In the beginning of the college application process, I promised myself that no matter where I ended up, I would embrace the opportunities and maintain my high ambitions. Despite the rejection letters still stored in my email inbox, I don’t regret applying to those top universities in the slightest. I’ve learned that the process is as important as the product and that setting the hurdle high isn’t a bad thing as long as you can get back up and brush yourself off. Oddly enough, realizing how crazily competitive college admissions are these days actually assures me in a way – at least I know the world’s future rests in the competent hands of our generation. Life is undoubtedly full of rejections, but no one rejection is a full measure of your self-worth. I hope that I, along with the other high school graduates of 2014, will remember that.

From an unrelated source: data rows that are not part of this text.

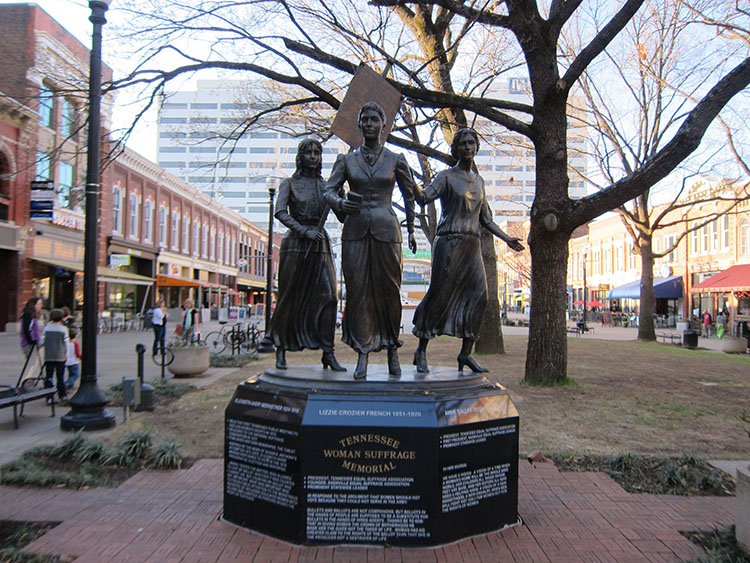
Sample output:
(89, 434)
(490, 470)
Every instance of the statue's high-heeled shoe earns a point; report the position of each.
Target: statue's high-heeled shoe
(420, 360)
(361, 370)
(467, 360)
(329, 361)
(394, 366)
(280, 358)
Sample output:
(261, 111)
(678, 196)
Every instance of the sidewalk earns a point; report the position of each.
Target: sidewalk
(164, 516)
(116, 358)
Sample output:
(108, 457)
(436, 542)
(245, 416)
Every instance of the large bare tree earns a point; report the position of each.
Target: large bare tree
(633, 102)
(444, 59)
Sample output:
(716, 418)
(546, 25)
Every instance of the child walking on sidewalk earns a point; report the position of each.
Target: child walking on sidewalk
(55, 338)
(74, 355)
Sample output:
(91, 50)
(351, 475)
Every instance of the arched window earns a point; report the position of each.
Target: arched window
(745, 238)
(4, 188)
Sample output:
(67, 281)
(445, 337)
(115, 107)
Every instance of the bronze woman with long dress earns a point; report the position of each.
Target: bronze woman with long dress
(371, 249)
(305, 315)
(456, 298)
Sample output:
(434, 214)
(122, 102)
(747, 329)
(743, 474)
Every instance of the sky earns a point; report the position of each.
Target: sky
(73, 16)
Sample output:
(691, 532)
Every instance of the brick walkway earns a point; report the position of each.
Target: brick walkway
(172, 516)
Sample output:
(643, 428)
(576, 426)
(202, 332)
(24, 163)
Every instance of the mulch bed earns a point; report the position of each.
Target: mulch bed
(684, 476)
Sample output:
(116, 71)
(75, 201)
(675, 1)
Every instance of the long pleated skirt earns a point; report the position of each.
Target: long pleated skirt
(305, 315)
(372, 272)
(457, 296)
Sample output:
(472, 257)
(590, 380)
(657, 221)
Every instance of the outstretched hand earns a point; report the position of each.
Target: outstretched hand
(351, 207)
(313, 234)
(413, 243)
(515, 244)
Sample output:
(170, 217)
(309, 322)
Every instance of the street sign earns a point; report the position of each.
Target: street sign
(119, 260)
(42, 200)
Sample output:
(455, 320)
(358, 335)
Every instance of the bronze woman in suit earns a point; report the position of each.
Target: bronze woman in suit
(371, 253)
(457, 295)
(305, 315)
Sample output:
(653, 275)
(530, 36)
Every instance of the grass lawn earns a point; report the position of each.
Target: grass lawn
(627, 397)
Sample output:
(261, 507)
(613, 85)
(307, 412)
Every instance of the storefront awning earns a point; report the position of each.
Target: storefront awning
(110, 275)
(64, 264)
(664, 288)
(209, 285)
(171, 281)
(736, 278)
(245, 284)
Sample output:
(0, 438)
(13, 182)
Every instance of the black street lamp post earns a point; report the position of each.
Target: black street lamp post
(585, 292)
(88, 412)
(266, 345)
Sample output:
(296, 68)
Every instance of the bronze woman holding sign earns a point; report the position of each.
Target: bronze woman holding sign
(457, 295)
(305, 315)
(371, 254)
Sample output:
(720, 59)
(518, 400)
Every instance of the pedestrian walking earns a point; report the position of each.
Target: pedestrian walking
(159, 324)
(72, 361)
(706, 323)
(30, 325)
(55, 340)
(190, 321)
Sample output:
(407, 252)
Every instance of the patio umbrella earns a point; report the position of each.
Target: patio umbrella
(594, 303)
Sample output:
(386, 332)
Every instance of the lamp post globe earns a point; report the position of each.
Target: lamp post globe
(88, 410)
(266, 345)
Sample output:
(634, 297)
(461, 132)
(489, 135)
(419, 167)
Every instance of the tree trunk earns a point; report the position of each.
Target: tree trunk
(547, 354)
(490, 333)
(648, 296)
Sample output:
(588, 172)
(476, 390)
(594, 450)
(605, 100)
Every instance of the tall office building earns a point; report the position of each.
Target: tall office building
(204, 140)
(507, 163)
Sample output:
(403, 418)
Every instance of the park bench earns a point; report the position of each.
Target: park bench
(26, 389)
(675, 339)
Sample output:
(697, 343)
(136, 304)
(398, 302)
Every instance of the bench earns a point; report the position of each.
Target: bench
(26, 389)
(675, 339)
(20, 397)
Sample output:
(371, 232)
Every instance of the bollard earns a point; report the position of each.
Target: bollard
(146, 402)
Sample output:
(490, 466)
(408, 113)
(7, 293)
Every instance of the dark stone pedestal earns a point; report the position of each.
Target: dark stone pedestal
(314, 457)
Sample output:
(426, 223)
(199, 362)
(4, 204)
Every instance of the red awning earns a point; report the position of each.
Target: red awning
(736, 278)
(171, 281)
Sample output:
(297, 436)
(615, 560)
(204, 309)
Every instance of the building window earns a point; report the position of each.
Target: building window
(715, 235)
(745, 238)
(46, 106)
(65, 186)
(117, 209)
(186, 234)
(694, 237)
(196, 228)
(148, 213)
(669, 242)
(175, 229)
(67, 118)
(134, 216)
(162, 226)
(43, 166)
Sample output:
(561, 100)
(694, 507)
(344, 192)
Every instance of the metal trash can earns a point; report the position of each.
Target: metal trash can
(690, 339)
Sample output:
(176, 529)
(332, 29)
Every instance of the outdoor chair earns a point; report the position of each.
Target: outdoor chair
(30, 386)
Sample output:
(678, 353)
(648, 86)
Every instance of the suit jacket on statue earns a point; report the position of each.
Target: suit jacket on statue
(375, 184)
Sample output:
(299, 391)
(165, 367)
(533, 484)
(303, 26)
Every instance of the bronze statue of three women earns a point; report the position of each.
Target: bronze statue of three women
(371, 252)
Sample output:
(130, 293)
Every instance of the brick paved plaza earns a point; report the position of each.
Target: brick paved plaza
(165, 516)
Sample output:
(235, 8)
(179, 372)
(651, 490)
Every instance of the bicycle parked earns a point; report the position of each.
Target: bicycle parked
(236, 337)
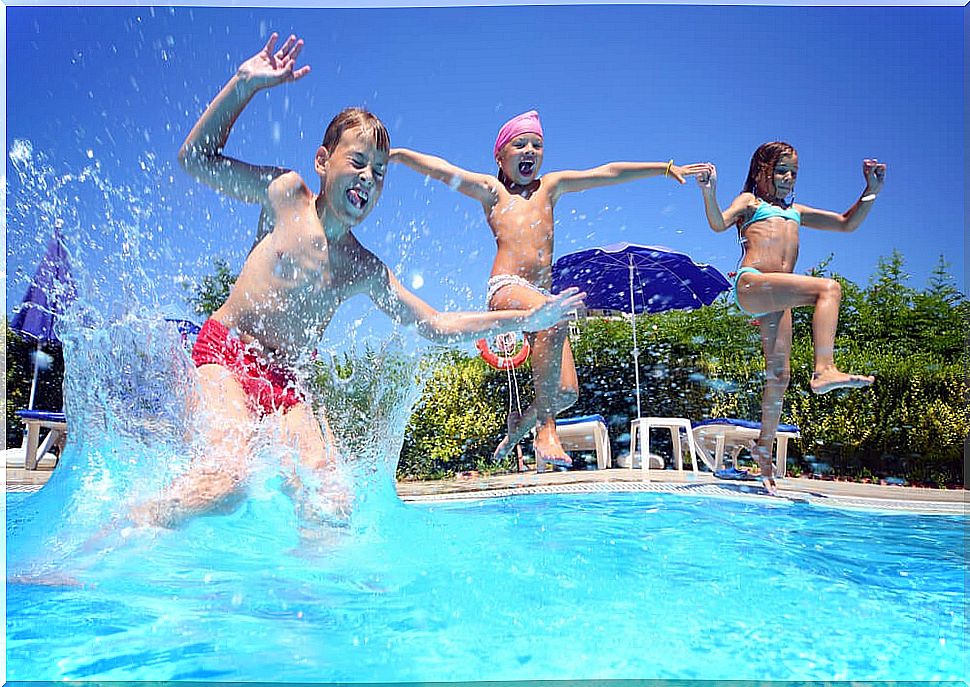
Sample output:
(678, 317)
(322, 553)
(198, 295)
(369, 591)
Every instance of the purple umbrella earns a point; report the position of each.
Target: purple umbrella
(627, 277)
(50, 292)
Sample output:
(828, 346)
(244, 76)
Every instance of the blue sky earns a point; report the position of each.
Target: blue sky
(624, 82)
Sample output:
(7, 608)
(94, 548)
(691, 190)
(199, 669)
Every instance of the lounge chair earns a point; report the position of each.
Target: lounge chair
(586, 433)
(721, 436)
(640, 428)
(36, 452)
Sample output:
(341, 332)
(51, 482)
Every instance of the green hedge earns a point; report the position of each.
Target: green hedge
(708, 363)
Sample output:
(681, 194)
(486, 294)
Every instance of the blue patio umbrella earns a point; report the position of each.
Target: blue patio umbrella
(626, 277)
(185, 327)
(50, 292)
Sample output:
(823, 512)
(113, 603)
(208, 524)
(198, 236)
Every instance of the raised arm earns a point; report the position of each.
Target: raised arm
(875, 174)
(706, 175)
(481, 187)
(201, 153)
(405, 308)
(569, 181)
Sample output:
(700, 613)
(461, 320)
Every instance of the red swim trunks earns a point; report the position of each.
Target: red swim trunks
(269, 386)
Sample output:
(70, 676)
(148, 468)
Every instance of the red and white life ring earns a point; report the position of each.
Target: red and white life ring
(503, 360)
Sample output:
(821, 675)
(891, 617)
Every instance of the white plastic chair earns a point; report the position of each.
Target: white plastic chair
(640, 429)
(586, 433)
(730, 435)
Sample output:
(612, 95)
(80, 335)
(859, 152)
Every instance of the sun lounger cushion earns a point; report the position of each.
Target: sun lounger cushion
(577, 420)
(42, 415)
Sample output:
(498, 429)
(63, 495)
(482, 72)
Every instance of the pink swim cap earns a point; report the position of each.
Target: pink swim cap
(525, 123)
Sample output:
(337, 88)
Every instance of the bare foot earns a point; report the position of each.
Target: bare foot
(762, 456)
(505, 446)
(551, 455)
(824, 382)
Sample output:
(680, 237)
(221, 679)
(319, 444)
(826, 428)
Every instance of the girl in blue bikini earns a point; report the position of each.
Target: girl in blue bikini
(768, 223)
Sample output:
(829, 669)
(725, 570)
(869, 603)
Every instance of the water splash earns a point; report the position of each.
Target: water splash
(131, 391)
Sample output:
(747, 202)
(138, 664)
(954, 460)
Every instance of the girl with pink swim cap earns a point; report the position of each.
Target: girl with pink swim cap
(518, 207)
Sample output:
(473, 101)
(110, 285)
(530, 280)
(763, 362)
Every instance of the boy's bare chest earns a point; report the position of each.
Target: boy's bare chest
(308, 265)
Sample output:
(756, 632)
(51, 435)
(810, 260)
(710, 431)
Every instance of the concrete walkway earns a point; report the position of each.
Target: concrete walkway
(813, 491)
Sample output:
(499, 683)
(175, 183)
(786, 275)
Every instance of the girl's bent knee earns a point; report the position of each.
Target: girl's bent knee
(568, 398)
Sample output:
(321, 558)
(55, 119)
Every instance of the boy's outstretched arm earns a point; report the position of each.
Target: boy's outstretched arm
(482, 187)
(706, 175)
(201, 153)
(404, 307)
(570, 181)
(875, 175)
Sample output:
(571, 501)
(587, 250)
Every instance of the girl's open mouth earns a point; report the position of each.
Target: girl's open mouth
(357, 197)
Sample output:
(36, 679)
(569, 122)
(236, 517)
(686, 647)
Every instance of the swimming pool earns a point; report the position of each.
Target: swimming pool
(605, 585)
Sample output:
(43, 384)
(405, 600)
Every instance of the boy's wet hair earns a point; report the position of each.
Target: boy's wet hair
(763, 166)
(356, 118)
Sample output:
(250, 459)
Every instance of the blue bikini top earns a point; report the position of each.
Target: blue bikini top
(766, 210)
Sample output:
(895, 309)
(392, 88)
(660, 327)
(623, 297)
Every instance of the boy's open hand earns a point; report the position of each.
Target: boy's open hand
(705, 172)
(875, 174)
(556, 309)
(268, 68)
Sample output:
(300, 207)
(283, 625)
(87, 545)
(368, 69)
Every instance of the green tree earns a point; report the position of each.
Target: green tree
(210, 292)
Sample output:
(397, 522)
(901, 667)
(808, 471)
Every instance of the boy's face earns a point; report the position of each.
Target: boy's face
(784, 174)
(355, 175)
(521, 158)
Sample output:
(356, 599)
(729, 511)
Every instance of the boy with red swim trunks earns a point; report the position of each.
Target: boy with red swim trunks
(292, 284)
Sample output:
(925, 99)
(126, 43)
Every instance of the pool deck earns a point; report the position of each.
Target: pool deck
(812, 491)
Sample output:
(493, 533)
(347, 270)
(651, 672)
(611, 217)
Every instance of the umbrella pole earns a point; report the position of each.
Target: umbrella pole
(636, 351)
(33, 383)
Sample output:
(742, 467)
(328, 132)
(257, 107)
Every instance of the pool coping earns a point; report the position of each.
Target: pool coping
(811, 491)
(793, 489)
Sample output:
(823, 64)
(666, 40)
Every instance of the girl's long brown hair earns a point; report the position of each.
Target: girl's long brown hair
(762, 167)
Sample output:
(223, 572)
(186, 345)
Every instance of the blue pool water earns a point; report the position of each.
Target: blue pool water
(607, 585)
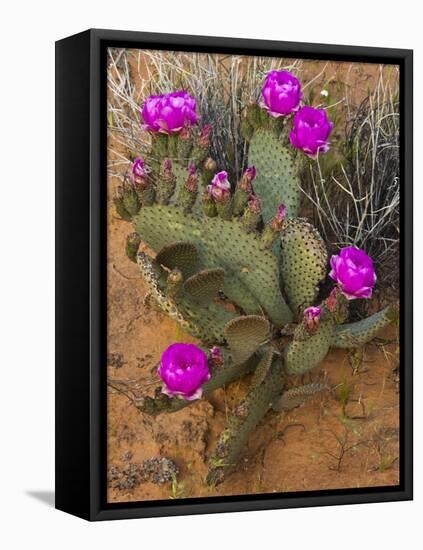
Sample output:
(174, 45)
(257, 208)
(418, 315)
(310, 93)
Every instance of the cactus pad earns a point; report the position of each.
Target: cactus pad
(277, 176)
(263, 367)
(301, 355)
(237, 252)
(243, 421)
(180, 255)
(303, 263)
(357, 334)
(205, 285)
(245, 335)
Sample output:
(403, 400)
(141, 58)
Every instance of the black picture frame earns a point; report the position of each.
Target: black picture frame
(81, 274)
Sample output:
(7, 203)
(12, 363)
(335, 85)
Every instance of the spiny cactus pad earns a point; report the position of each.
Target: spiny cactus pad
(277, 175)
(301, 355)
(263, 367)
(295, 397)
(180, 255)
(243, 421)
(303, 263)
(224, 244)
(357, 334)
(245, 335)
(205, 285)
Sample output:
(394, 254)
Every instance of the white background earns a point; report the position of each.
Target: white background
(28, 32)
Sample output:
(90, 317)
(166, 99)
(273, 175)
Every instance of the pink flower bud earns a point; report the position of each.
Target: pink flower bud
(312, 318)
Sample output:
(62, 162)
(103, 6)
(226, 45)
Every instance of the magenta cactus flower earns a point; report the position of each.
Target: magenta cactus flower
(184, 370)
(354, 272)
(311, 130)
(169, 113)
(254, 204)
(312, 318)
(250, 173)
(220, 188)
(281, 93)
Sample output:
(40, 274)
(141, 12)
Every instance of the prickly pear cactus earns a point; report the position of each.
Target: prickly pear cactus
(277, 173)
(234, 265)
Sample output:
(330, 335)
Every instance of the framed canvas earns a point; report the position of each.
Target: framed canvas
(234, 274)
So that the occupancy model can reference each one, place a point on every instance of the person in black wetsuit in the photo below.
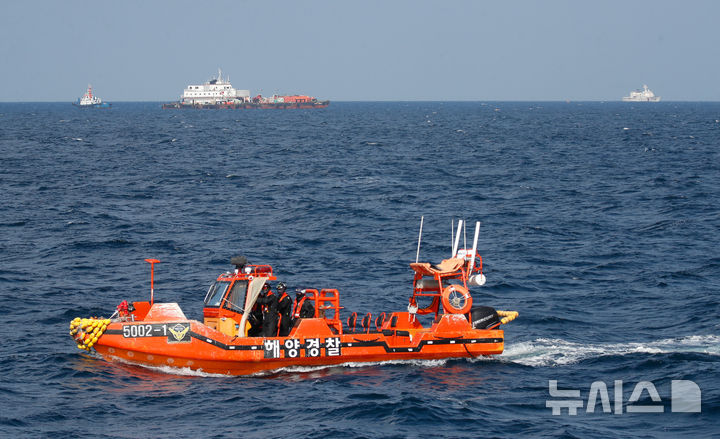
(285, 309)
(304, 308)
(269, 303)
(255, 320)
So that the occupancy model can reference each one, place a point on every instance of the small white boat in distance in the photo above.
(644, 95)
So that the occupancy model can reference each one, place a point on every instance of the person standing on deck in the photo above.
(269, 302)
(285, 309)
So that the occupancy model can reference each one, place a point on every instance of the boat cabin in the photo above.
(233, 296)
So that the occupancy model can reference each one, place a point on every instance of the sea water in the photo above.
(600, 225)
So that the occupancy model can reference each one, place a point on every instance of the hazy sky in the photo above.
(364, 50)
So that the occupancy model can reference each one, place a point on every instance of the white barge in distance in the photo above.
(644, 95)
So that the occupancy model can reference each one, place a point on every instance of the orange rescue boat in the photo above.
(159, 334)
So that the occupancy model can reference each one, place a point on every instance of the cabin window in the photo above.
(236, 298)
(216, 293)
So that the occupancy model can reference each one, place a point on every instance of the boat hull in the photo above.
(248, 106)
(191, 344)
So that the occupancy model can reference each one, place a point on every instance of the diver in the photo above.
(285, 309)
(303, 308)
(255, 320)
(269, 303)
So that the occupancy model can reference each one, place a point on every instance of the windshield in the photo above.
(236, 298)
(216, 293)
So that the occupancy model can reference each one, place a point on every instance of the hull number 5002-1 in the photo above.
(175, 332)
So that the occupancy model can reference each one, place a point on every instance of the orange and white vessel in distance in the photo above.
(159, 334)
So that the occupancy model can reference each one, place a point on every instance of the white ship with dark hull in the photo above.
(88, 100)
(219, 93)
(644, 95)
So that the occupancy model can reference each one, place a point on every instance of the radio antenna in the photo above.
(417, 255)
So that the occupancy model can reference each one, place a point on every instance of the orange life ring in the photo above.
(456, 299)
(431, 308)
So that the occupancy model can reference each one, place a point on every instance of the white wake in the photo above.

I’ve also learned not to discount my accomplishments. There are people who would give anything to attend the schools whose offers of admission I’ve decided not to accept, and my idealistic vision of always being among the best does not grant me the privilege of lamenting what I perceive as “not good enough”. For the longest time, I’ve followed the philosophy of “not settling”, but there’s a fine line between striving for improvement and self-criticism for the sake of superiority.
Here I stand at the end of this 7+ month journey. Decisions are tough and none more so than the choice of where I will be attending college for the next four years. Two very different schools sit on opposite coasts of the country, stretching me thin in this mercurial game of tug-of-war. When the choice is made, it will signify both a moment of finality and the beginning of a new adventure.